Pagi itu, dia terlihat begitu gusar. Aku mendekatinya, setelah dia mematikan teleponnya. Dimas baru saja berangkat mengirim sayur ke pasar.
“Ada apa?” ucapku. Aku memberikan segelas teh hangat padanya. Dia menerimanya, kemudian membelai rambutku dengan lembut. Ada gurat kecemasan di wajahnya.
“Tidak ada apa-apa sayang, biasa bisnis akan selalu ada pesaing. Dimas menyarankan untuk mencari pemasok baru dan juga tempat penjualan baru. Agar bisa lebih baik lagi,” jawabnya. Aku yang tidak mengerti apa-apa soal bisnis, hanya bisa mengangguk saja. namun, dia terlihat sangat tenang. Mungkin dia sudah terbiasa dengan kondisi semacam itu sebelumnya.
“Semoga lancar semuanya,” ucapku. Aku sebenarnya ingin memberikan bantuan padanya. namun, aku tidak tahu harus berbuat apa.
“Terima kasih sayang,” jawabnya.
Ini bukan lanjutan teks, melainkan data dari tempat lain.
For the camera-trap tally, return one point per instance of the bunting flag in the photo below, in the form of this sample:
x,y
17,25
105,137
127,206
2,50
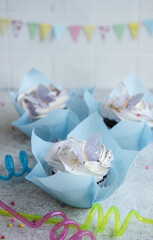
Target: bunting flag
x,y
149,26
134,28
89,30
33,28
75,32
17,26
44,30
4,24
58,30
104,31
119,29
Dia mengecup keningku dengan lembut. Kemudian dia mulai meminum tehnya.
“Sudah kewajibanku untuk selalu mendoakan yang terbaik untuk kamu,” jawabku. Karena aku selalu ingat pesan Ibuku. Doa istri adalah bantuan terbaik yang bisa diberikan oleh seorang istri.
“Nanti aku akan segera pergi, kamu di rumah sendirian enggak apa-apa?” tanyanya. Dia seperti tidak enak hati mengatakan itu. Aku juga sebenarnya tidak mau dia pergi. Tapi mau bagaimana lagi, ini kan untuk kebaikan bisnisnya.
“Iya, enggak apa-apa kok,” jawabku sambil tersenyum. Agar kegelisahanku tidak terlihat olehnya.
“Mungkin nanti atau besok barang-barang yang kita beli akan datang. Kamu minta saja mereka meletakkannya di ruang tengah. Nanti kita atur bersama kalau aku sudah pulang. Oke?” ucapnya padaku. Aku mengangguk.
“Iya, nanti kalau sudah datang aku akan meneleponmu,” jawabku.
“Minta tolong siapkan beberapa baju di dalam tas, aku mau ke pasar sebentar,” ucapnya. Aku mencium punggung tangannya sebelum dia berangkat ke pasar. Dia pun membalas dengan mencium keningku. Setelah melihatnya pergi. Aku menyiapkan pakaiannya, kemudian memasukkannya ke dalam tas ransel yang akan dia bawa.
“Maaf ya, rencana bulan madu kita harus ditunda,” ucapnya lirih. Aku tahu dia merasa bersalah padaku. Karena rencana yang sudah disusun olehnya menjadi kacau.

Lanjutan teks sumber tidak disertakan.